Recipe by Helping Hands
This recipe is fabulous - perfectly roasted whole chicken, with roasted garlic to squeeze right onto the chicken (if you prefer), and crusty french bread, with squeezed garlic. Too-die-for! If you so choose, you can actually skip eating the roasted garlic (unless you are a true garlic-lover, and can't resist :-). Simply cooking the chicken with the garlic in the pan adds incredible flavor to the chicken!. I also sometimes throw in some quartered red potatoes to the pan, which creates amazing roasted garlic potatoes. If I do this, I always sprinkle the potatoes with salt, pepper, and rosemary, too, and sprinkle with olive oil, both at the start of the cooking time, and just before serving (toss well). Makes for a fabulous complete meal!
- 1 whole chicken
- 2.46 ml rosemary
- 2.46 ml thyme
- 2.46 ml sage
- 4 head garlic (in skins)
- salt and pepper
- 59.16-88.74 ml olive oil
- 236.59 ml chicken broth
- crusty French bread
Directions See How It's Made
- Preheat oven to 400.
- Wash and dry chicken, and remove giblets.

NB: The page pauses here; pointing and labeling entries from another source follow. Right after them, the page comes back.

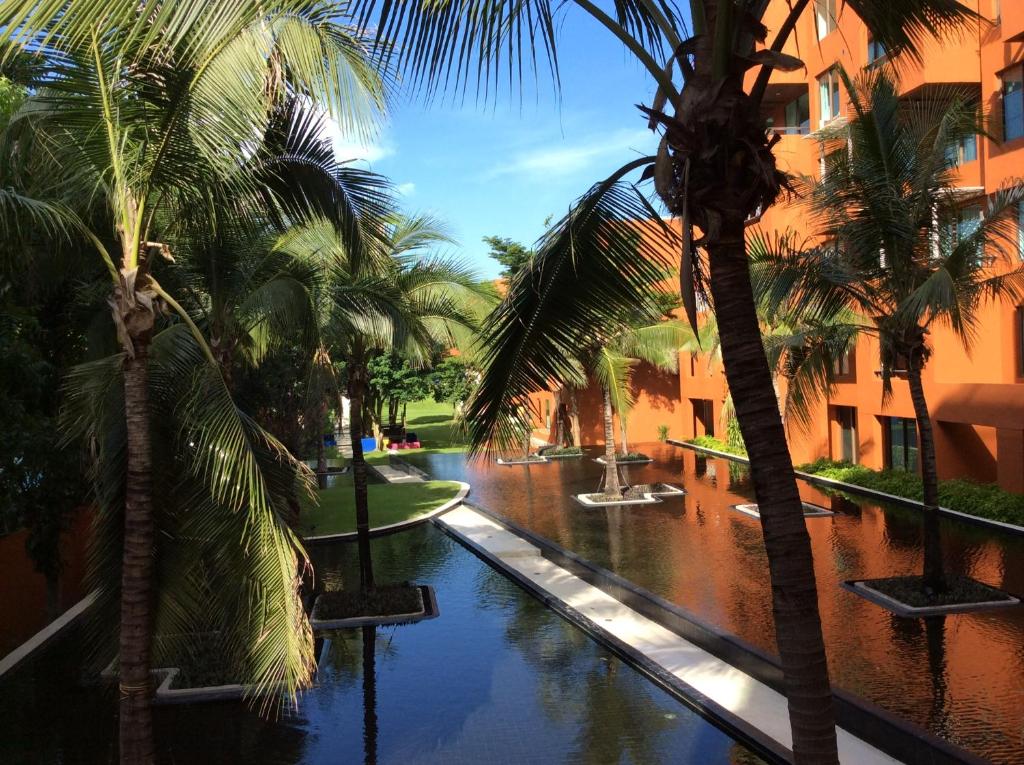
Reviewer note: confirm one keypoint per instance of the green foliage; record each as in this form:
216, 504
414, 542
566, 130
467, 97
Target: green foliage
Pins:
512, 256
393, 380
710, 441
453, 381
984, 500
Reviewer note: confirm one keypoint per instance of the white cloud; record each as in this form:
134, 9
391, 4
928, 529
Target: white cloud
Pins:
571, 157
347, 149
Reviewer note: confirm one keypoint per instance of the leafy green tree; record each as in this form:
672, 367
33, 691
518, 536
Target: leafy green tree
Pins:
512, 256
901, 248
713, 170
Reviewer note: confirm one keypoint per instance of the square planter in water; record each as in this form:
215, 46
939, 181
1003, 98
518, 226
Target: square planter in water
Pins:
321, 620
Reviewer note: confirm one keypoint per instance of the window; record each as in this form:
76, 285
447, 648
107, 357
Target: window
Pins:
953, 231
824, 16
876, 51
963, 151
798, 116
843, 367
704, 416
901, 443
828, 95
846, 419
1013, 102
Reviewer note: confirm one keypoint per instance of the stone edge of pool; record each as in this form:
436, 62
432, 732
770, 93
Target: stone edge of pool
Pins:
997, 525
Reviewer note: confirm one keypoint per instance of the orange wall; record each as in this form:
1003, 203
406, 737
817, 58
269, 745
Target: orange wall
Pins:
23, 591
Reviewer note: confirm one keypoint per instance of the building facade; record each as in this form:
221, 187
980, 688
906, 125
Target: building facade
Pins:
976, 395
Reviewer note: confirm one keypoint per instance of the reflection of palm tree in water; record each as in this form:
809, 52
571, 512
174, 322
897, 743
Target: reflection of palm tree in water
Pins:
616, 720
935, 638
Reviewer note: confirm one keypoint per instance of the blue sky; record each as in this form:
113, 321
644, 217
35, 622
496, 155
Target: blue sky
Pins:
501, 168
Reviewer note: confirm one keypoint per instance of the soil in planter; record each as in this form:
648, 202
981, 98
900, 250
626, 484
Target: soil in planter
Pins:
384, 601
962, 590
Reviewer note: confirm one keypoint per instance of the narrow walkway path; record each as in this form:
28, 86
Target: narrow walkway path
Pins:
735, 692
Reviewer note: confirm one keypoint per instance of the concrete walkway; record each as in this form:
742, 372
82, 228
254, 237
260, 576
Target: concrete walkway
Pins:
736, 692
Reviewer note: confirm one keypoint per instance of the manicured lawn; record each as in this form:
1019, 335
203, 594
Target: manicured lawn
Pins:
434, 425
389, 503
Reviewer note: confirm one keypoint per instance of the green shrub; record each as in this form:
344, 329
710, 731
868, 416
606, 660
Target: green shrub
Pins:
983, 500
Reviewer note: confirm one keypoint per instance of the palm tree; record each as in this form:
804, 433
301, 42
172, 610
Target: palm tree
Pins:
901, 248
145, 107
714, 169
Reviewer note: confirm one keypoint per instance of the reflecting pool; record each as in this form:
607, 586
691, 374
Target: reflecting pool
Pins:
497, 678
961, 676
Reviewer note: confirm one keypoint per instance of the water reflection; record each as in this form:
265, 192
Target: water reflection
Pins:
963, 679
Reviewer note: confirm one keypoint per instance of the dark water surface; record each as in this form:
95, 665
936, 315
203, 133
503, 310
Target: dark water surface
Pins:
961, 676
497, 678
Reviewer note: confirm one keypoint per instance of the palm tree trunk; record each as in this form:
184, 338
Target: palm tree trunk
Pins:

- Baste (or rub) whole chicken with olive oil.
- Mix salt and pepper to taste, and all other spices, in small bowl, and then rub over entire chicken (leave a small amount of spice mixture remaining).
- Put leftover spice mixture, and 4 indiviudal garlic cloves, inside cavity of chicken.
- Place chicken in large roasting pan (without rack).
- Take apart remaining garlic bulbs (leaving skins on) and place garlic cloves all around chicken.
- Pour chicken broth over all.
- Cover with foil and bake for 1 hour, then remove cover, and bake for 35 to 40 mins, until chicken is browned.
- Remove chicken from oven and let cool for a few minutes.
- Carve chicken, while heating up french bread (if you like your bread warmed).
- Serve chicken pieces and french bread, with roasted garlic cloves.
- Squeeze roasted garlic (which will squeeze nicely right out of the skins) onto slices of french bread and/or onto chicken pieces, as you eat it (we love to squeeze garlic right onto our chicken, as well as onto the bread).